XiaoPengZong commented 3 years ago

hi, this is my command and output.

root@7a22f9e7d861:/workspace/tlt-experiments/face-mask-detection# python data2kitti.py --kaggle-dataset-path=data/Kaggle/medical-masks-dataset --mafa-dataset-path=data/MAFA --fddb-dataset-path=data/FDDB --widerface-dataset-path=data/Wider --kitti-base-path=data/kitti/ --train --category-limit=20000
Directory Already Exists
Directory Already Exists
Kaggle Dataset: Total Mask faces: 4154 and No-Mask faces:790
Total Mask Labelled:4154 and No-Mask Labelled:790
Directory Already Exists
Directory Already Exists
/workspace/tlt-experiments/face-mask-detection/data_utils/mafa2kitti.py:51: RuntimeWarning: overflow encountered in ubyte_scalars
  bbox = [_bbox_label[0], _bbox_label[1], _bbox_label[0]+_bbox_label[2], _bbox_label[1]+_bbox_label[3]]
/usr/local/lib/python3.6/dist-packages/PIL/TiffImagePlugin.py:764: UserWarning: Corrupt EXIF data.  Expecting to read 2 bytes but only got 0. 
  warnings.warn(str(msg))
/usr/local/lib/python3.6/dist-packages/PIL/TiffImagePlugin.py:747: UserWarning: Possibly corrupt EXIF data.  Expecting to read 6553600 bytes but only got 0. Skipping tag 0
  " Skipping tag %s" % (size, len(data), tag))
/usr/local/lib/python3.6/dist-packages/PIL/TiffImagePlugin.py:747: UserWarning: Possibly corrupt EXIF data.  Expecting to read 655924 bytes but only got 65. Skipping tag 0
  " Skipping tag %s" % (size, len(data), tag))
/usr/local/lib/python3.6/dist-packages/PIL/TiffImagePlugin.py:764: UserWarning: Corrupt EXIF data.  Expecting to read 12 bytes but only got 8. 
  warnings.warn(str(msg))
MAFA Dataset: Total Mask faces: 15846 and No-Mask faces:232
Total Mask Labelled:20000 and No-Mask Labelled:1022
Directory Already Exists
Directory Already Exists
FDDB Dataset: Mask Labelled:0 and No-Mask Labelled:0
Total Mask Labelled:20000 and No-Mask Labelled:1022
WideFace: Total Mask Labelled:0 and No-Mask Labelled:18957
----------------------------
Final: Total Mask Labelled:20000
Total No-Mask Labelled:19979
----------------------------
ak-nv commented 3 years ago

From your log, it shows that, it does not generate FDDB dataset. Since most of data is from Widerface it has lower accuracy

I found it is a bug and I have fixed it. Please do git pull It should generate following log now, which will consist of fddb data as well

Kaggle Dataset: Total Mask faces: 4154 and No-Mask faces:790
Total Mask Labelled:4154 and No-Mask Labelled:790
Directory Already Exists
Directory Already Exists
/home/nvidia/face-mask-detection/data_utils/mafa2kitti.py:51: RuntimeWarning: overflow encountered in ubyte_scalars
  bbox = [_bbox_label[0], _bbox_label[1], _bbox_label[0]+_bbox_label[2], _bbox_label[1]+_bbox_label[3]]
MAFA Dataset: Total Mask faces: 1846 and No-Mask faces:232
Total Mask Labelled:6000 and No-Mask Labelled:1022
Directory Already Exists
Directory Already Exists
FDDB Dataset: Mask Labelled:0 and No-Mask Labelled:2845
Total Mask Labelled:6000 and No-Mask Labelled:3867
WideFace: Total Mask Labelled:0 and No-Mask Labelled:2134
----------------------------
Final: Total Mask Labelled:6000
Total No-Mask Labelled:6001
----------------------------

Please let me know if the problem still exists.

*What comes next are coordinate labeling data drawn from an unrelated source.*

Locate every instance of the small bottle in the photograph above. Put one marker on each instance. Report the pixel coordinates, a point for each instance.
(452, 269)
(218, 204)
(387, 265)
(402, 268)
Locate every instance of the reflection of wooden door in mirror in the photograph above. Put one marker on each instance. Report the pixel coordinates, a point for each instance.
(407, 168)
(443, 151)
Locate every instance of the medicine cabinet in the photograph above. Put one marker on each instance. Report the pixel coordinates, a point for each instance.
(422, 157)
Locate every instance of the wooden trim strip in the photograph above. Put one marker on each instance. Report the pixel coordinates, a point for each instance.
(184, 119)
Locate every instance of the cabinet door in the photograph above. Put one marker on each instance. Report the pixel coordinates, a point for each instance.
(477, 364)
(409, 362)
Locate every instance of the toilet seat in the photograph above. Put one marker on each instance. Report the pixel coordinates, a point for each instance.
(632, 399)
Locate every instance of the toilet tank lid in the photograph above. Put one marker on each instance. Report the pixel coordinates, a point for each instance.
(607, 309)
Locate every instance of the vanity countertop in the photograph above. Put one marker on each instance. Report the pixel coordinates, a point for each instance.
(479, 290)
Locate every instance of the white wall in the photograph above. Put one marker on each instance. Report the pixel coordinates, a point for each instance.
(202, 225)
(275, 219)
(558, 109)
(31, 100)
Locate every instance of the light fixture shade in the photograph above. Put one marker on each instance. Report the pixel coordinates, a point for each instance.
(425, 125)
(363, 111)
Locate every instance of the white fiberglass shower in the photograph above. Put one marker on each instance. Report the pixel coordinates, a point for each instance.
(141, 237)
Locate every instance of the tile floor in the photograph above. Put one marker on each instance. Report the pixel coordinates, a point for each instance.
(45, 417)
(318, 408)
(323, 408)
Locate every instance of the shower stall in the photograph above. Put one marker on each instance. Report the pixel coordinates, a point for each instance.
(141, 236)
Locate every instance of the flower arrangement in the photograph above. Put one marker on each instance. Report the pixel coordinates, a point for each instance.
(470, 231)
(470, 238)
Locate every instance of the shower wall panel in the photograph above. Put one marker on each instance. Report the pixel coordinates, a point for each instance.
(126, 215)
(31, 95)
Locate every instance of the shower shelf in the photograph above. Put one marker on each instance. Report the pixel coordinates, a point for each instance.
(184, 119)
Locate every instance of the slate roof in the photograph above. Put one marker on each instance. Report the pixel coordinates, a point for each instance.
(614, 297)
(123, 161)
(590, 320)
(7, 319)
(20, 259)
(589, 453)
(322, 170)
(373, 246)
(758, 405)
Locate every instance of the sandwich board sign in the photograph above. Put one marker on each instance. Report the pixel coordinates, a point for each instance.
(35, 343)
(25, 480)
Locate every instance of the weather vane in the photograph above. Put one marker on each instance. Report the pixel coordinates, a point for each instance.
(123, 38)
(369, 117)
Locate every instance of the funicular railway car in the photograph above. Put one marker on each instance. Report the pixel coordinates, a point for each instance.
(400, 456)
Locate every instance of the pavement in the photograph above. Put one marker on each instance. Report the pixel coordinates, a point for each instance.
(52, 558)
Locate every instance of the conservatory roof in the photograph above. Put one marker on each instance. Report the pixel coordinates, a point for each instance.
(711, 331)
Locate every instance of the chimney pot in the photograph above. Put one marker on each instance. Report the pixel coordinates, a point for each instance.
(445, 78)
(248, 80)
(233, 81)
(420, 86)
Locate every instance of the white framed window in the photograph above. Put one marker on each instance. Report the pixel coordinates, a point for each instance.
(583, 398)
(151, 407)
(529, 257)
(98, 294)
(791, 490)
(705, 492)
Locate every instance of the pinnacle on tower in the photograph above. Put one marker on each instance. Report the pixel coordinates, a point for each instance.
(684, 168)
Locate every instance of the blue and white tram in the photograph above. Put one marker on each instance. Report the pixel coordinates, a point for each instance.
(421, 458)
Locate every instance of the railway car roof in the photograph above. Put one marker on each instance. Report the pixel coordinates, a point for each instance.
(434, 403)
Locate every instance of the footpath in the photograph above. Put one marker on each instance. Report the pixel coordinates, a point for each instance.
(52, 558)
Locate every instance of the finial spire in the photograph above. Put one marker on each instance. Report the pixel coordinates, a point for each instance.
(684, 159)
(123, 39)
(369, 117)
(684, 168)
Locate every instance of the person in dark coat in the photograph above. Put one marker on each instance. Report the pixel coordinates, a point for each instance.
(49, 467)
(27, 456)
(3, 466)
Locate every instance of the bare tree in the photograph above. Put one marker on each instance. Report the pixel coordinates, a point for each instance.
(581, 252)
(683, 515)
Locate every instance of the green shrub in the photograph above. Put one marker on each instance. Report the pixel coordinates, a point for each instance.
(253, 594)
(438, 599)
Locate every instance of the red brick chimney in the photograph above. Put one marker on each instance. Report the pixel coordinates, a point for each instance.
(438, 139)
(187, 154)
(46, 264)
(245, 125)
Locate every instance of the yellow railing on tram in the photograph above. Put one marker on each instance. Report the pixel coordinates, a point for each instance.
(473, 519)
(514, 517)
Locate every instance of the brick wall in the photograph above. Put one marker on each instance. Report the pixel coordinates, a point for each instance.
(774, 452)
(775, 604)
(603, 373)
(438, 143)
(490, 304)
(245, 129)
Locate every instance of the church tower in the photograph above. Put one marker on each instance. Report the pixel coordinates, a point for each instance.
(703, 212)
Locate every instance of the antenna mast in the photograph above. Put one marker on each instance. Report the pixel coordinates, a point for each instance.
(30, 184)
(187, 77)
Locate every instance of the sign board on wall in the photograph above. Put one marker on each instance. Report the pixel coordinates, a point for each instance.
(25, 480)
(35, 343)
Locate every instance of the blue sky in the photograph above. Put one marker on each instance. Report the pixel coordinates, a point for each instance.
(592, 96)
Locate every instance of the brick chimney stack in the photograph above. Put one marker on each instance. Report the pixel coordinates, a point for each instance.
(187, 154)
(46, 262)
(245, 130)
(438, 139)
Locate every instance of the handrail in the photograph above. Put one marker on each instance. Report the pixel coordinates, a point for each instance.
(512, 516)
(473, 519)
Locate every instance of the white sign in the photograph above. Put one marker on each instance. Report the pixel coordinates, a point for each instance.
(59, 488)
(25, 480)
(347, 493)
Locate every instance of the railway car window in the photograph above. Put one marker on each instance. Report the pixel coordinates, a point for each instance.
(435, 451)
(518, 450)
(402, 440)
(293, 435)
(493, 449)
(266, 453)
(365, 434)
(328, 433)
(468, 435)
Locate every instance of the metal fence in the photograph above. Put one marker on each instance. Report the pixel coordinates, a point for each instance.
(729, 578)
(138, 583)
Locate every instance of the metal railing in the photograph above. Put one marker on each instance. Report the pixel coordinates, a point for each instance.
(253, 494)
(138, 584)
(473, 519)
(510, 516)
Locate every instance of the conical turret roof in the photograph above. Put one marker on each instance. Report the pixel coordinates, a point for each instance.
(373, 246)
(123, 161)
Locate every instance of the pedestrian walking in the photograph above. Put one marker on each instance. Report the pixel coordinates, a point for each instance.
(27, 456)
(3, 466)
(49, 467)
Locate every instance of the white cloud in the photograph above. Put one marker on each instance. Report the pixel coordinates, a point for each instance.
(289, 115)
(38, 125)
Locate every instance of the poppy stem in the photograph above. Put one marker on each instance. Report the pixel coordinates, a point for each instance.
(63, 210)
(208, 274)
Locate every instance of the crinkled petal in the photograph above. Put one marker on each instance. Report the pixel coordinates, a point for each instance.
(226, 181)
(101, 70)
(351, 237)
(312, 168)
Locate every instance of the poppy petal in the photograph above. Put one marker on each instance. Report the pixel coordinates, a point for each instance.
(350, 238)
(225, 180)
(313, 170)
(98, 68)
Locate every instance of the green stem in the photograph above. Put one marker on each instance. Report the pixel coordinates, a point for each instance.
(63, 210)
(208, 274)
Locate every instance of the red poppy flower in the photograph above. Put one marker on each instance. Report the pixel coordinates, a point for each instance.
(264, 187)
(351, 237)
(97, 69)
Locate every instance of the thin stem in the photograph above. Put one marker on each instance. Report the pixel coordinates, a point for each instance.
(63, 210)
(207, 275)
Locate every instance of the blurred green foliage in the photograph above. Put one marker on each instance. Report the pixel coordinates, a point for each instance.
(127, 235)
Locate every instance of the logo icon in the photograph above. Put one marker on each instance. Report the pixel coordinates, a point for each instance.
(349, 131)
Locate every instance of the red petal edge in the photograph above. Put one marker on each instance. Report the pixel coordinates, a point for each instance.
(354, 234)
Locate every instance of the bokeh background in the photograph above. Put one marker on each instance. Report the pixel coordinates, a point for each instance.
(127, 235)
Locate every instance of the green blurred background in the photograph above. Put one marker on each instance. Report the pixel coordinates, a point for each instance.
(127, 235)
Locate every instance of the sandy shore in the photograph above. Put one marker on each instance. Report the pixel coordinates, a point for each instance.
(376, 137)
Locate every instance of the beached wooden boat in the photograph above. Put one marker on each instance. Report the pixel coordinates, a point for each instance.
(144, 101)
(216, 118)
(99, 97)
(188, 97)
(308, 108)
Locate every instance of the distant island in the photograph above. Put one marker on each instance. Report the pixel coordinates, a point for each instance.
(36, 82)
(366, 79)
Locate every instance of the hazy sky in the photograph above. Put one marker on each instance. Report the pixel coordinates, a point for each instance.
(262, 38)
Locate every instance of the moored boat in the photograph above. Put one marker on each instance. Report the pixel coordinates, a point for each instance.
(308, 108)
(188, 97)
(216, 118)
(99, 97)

XiaoPengZong commented 3 years ago

Hi, your advice is useful, I retrain and get the result of below:

Epoch 500/500
=========================

Validation cost: 0.000105
Mean average_precision (in %): 83.1886

class name      average precision (in %)
------------  --------------------------
mask                             87.2816
no-mask                          79.0957

Median Inference Time: 0.006371

I will do more test for this project, thanks for your work!